用於同策略蒸餾的信賴區域行為融合
Trust-Region Behavior Blending for On-Policy Distillation
May 29, 2026
作者: Daniil Plyusov, Alexey Gorbatovski, Alexey Malakhov, Nikita Balagansky, Boris Shaposhnikov, Daria Korotyshova, Daniil Gavrilov
cs.AI
摘要
在線策略蒸餾(OPD)讓學生模型以其自身策略取樣的前綴進行訓練,同時與更強老師模型的行為對齊。這解決了離線蒸餾中的前綴不匹配問題,但早期的學生模型展開仍可能效果不佳,使得老師監督作用在薄弱或低品質的前綴上。我們提出信任區域行為混合(Trust-Region behavior Blending, TRB),這是一種預熱方法,在學生為中心的KL信任區域內,將早期展開策略替換為最接近老師的行為策略,同時保持每個前綴的逆KL OPD損失不變。KL預算會逐步退火至零,因此在預熱之後訓練會回歸純粹的學生模型展開。
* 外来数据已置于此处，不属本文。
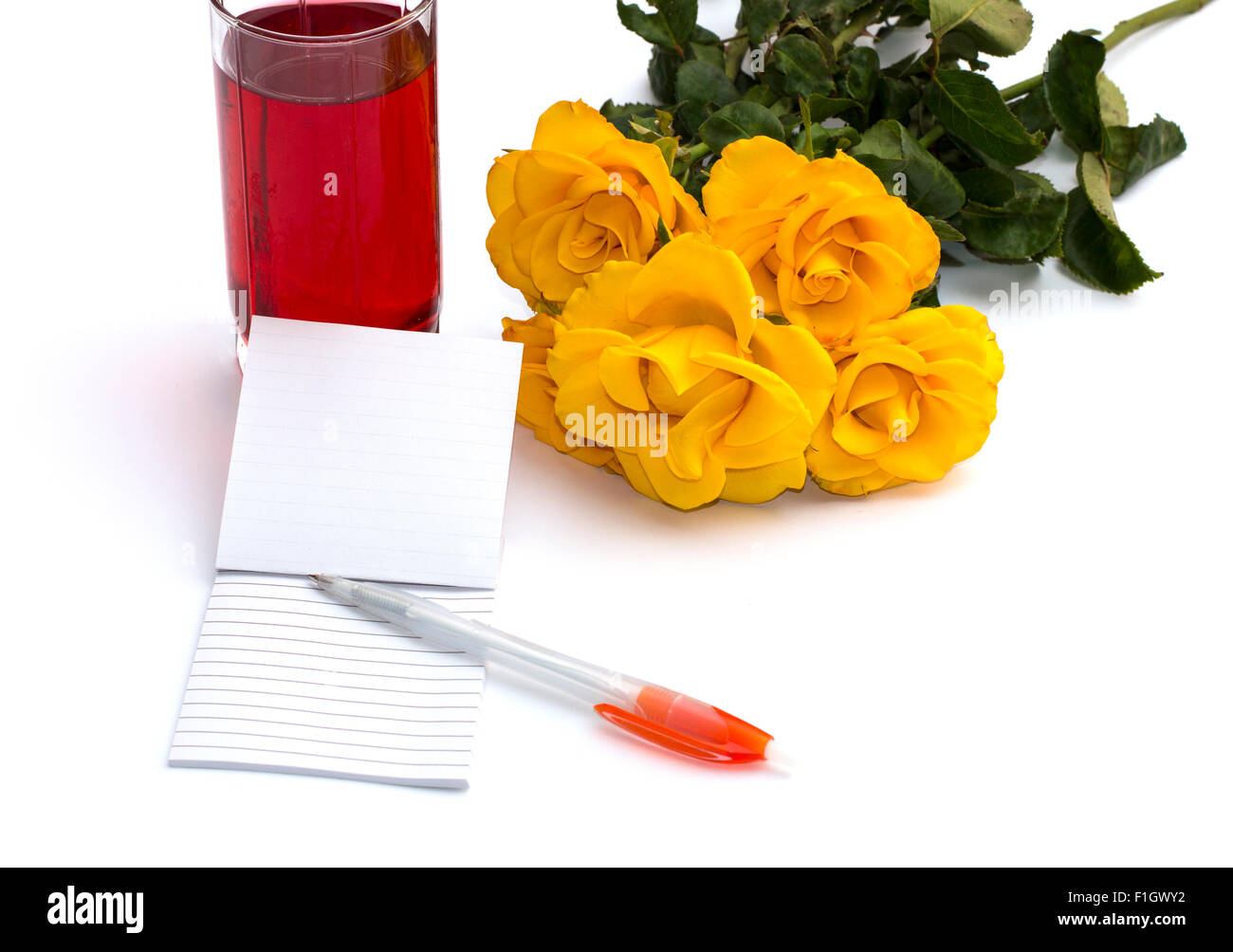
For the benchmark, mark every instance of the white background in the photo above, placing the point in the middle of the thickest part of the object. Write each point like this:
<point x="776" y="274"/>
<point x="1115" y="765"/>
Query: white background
<point x="1026" y="664"/>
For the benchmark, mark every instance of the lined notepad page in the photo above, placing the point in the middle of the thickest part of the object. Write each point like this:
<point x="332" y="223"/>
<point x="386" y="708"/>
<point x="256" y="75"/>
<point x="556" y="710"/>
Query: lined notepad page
<point x="370" y="454"/>
<point x="287" y="680"/>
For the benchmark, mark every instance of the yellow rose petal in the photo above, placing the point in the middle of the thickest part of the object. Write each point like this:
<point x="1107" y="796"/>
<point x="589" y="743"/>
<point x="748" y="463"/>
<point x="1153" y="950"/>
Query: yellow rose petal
<point x="746" y="173"/>
<point x="574" y="127"/>
<point x="764" y="484"/>
<point x="690" y="282"/>
<point x="501" y="183"/>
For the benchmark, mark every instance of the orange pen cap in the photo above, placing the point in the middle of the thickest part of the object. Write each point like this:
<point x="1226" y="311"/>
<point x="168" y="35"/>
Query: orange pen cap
<point x="689" y="726"/>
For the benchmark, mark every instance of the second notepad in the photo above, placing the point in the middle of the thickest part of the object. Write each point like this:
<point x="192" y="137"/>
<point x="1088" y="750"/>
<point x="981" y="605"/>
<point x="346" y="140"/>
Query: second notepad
<point x="370" y="454"/>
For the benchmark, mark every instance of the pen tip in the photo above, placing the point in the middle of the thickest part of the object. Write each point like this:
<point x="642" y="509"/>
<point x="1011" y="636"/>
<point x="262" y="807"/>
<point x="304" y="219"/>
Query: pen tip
<point x="778" y="758"/>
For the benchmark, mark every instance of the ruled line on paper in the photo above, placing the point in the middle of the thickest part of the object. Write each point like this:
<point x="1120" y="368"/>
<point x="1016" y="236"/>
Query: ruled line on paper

在兩個數學推理蒸餾設定中,TRB在比較方法中達到了最強的平均表現。
English
On-policy distillation (OPD) trains a student on prefixes sampled from its own policy while matching a stronger teacher. This addresses the prefix mismatch of offline distillation, but early student rollouts can still be poor, placing teacher supervision on weak or low-quality prefixes. We propose Trust-Region behavior Blending (TRB), a warmup method that replaces the early rollout policy with the closest-to-teacher behavior policy inside a student-centered KL trust region, while keeping the per-prefix reverse-KL OPD loss unchanged. The KL budget is annealed to zero, so training returns to pure student rollouts after warmup. Across two math-reasoning distillation settings, TRB attains the strongest average among the compared methods.